Appropriate federal and state regulators should initiate public education about the risks and benefits of mobile devices, including potential breaches of the confidentiality of the personal information stored on them.

Designing attributes for Health Information Technology (HIT) systems to protect personal health information

Essential design attributes of HIT systems must address the following:

  • control and access—individuals must have the ability to control who has access to their personal health information and have the ability to review who has accessed their files;
  • disclosure and accountability—individuals should receive readily accessible information that fully explains policies affecting the transfer of their personal health information and how it may be used;
  • functionality—individuals and authorized health care providers must be able to access or move health information securely and reliably from one health care entity to another; and
  • governance—consumers must be represented on an equal footing with other parties in the governance and advisory structure of all regional and national bodies that regulate personal health information, including standard-setting and operational entities.

Federal and state agencies must ensure that:

  • policies and practices addressing personal health information are developed in an open and transparent manner;
  • the purposes and intended uses for which personal data are collected are specified at the time of collection, and subsequent uses are limited to the initially specified purpose unless otherwise disclosed;
  • personal health information is not made available or used for any purposes other than those specified;
  • individuals can control access to their personal health information and have the right to obtain data relating to them delivered within a reasonable timeframe at an affordable cost (if any), and in a readily understandable form;
  • if an individual’s request for personal health data is denied by the entity controlling access to the data, the individual should be able to challenge the denial and have such data corrected, completed, or amended;
  • all personal data collected are relevant to the purposes for which they are to be used and are accurate, complete, and current;
  • personal data are protected by reasonable security safeguards against risks such as loss, unauthorized access, theft, destruction, use, modification, or disclosure;
  • entities controlling personal health data are held accountable for implementing effective practices to ensure adherence to these principles; and
  • legal and financial remedies exist to address security breaches or privacy violations.


An individual’s health information should not be disclosed without prior consent in most cases. Exceptions include:

  • public health reporting, as required by law—a court order must be required of law enforcement agencies seeking access to personal health information;
  • ensuring the financial integrity of publicly funded health programs (provided that personal identifiers have been removed);
  • research and quality assessment and improvement (provided that personal identifiers have been removed); and
  • health care interventions, including disease management programs and chronic-care coordination.

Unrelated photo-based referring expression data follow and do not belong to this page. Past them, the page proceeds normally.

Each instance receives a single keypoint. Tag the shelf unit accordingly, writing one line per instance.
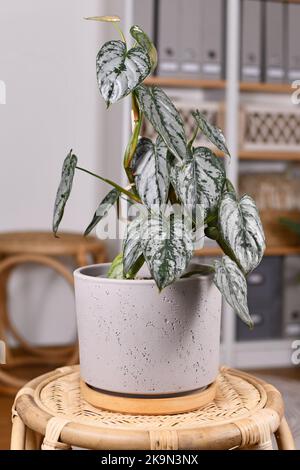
(255, 353)
(173, 82)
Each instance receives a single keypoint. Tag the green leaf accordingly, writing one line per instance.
(132, 248)
(120, 71)
(149, 167)
(103, 209)
(116, 268)
(145, 42)
(199, 181)
(64, 189)
(164, 117)
(201, 270)
(291, 224)
(232, 284)
(241, 229)
(213, 134)
(167, 245)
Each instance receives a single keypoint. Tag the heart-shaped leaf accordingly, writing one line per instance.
(103, 209)
(64, 189)
(145, 42)
(164, 117)
(149, 167)
(213, 134)
(132, 248)
(167, 244)
(232, 284)
(120, 71)
(199, 181)
(241, 229)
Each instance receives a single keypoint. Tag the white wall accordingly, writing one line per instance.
(47, 60)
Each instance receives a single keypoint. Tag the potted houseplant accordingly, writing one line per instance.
(149, 323)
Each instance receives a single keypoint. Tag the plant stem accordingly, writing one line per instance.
(116, 26)
(115, 185)
(137, 118)
(193, 137)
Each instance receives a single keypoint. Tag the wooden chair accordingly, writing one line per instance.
(41, 248)
(50, 413)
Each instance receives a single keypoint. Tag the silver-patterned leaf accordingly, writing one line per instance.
(103, 208)
(241, 229)
(145, 42)
(232, 284)
(132, 248)
(120, 71)
(164, 117)
(64, 189)
(167, 247)
(199, 181)
(150, 170)
(213, 134)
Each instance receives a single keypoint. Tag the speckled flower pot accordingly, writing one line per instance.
(135, 340)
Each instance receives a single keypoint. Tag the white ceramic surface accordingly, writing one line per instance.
(135, 340)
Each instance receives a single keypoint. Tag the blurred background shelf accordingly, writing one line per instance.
(173, 82)
(270, 251)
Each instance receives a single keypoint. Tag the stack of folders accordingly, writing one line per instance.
(190, 38)
(190, 35)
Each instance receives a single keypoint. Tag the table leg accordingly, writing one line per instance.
(30, 440)
(18, 434)
(284, 437)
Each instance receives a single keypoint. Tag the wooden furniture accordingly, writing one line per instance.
(50, 412)
(41, 248)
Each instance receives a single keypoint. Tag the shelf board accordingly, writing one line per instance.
(270, 251)
(174, 82)
(269, 155)
(196, 83)
(265, 87)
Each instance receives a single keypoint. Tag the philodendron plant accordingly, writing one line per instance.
(179, 188)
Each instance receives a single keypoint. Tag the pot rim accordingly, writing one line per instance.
(78, 274)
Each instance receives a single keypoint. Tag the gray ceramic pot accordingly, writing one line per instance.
(135, 340)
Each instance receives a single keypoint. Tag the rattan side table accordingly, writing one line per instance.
(18, 248)
(50, 413)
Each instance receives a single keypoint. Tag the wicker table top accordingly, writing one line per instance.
(244, 412)
(46, 243)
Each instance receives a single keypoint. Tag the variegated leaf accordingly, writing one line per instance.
(145, 42)
(199, 181)
(149, 167)
(232, 284)
(120, 71)
(213, 134)
(164, 117)
(64, 189)
(241, 229)
(103, 208)
(132, 248)
(116, 268)
(167, 246)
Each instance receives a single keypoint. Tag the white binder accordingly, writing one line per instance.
(191, 44)
(169, 37)
(212, 37)
(293, 39)
(251, 34)
(143, 15)
(274, 30)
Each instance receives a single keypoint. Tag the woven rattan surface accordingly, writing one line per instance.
(245, 413)
(236, 398)
(46, 243)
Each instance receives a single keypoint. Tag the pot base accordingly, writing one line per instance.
(160, 405)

AARP supports policies that:

  • prohibit the use of patients’ clinical information for marketing purposes without the individuals’ express written consent or opt-in authorization;
  • require the types of communication constituting “marketing” to be clearly delineated—criteria to define this term include whether the information is directly related to ongoing treatment regimens, whether it concerns new products, and whether a covered entity is receiving any remuneration for giving information to consumers;
  • ensure the right of consumers to have their names removed from marketing lists; and
  • ensure consumers are informed when their personal health information is transferred by a health care entity.

Genetic testing

Genetic testing should not be performed on individuals unless they have provided informed consent.

AARP supports the role of licensed health professionals in advising consumers about the need for an interpretation of all genetic testing.

AARP supports the value of family health history being discussed with family members and clinicians, with appropriate referral to genetic counselors as necessary.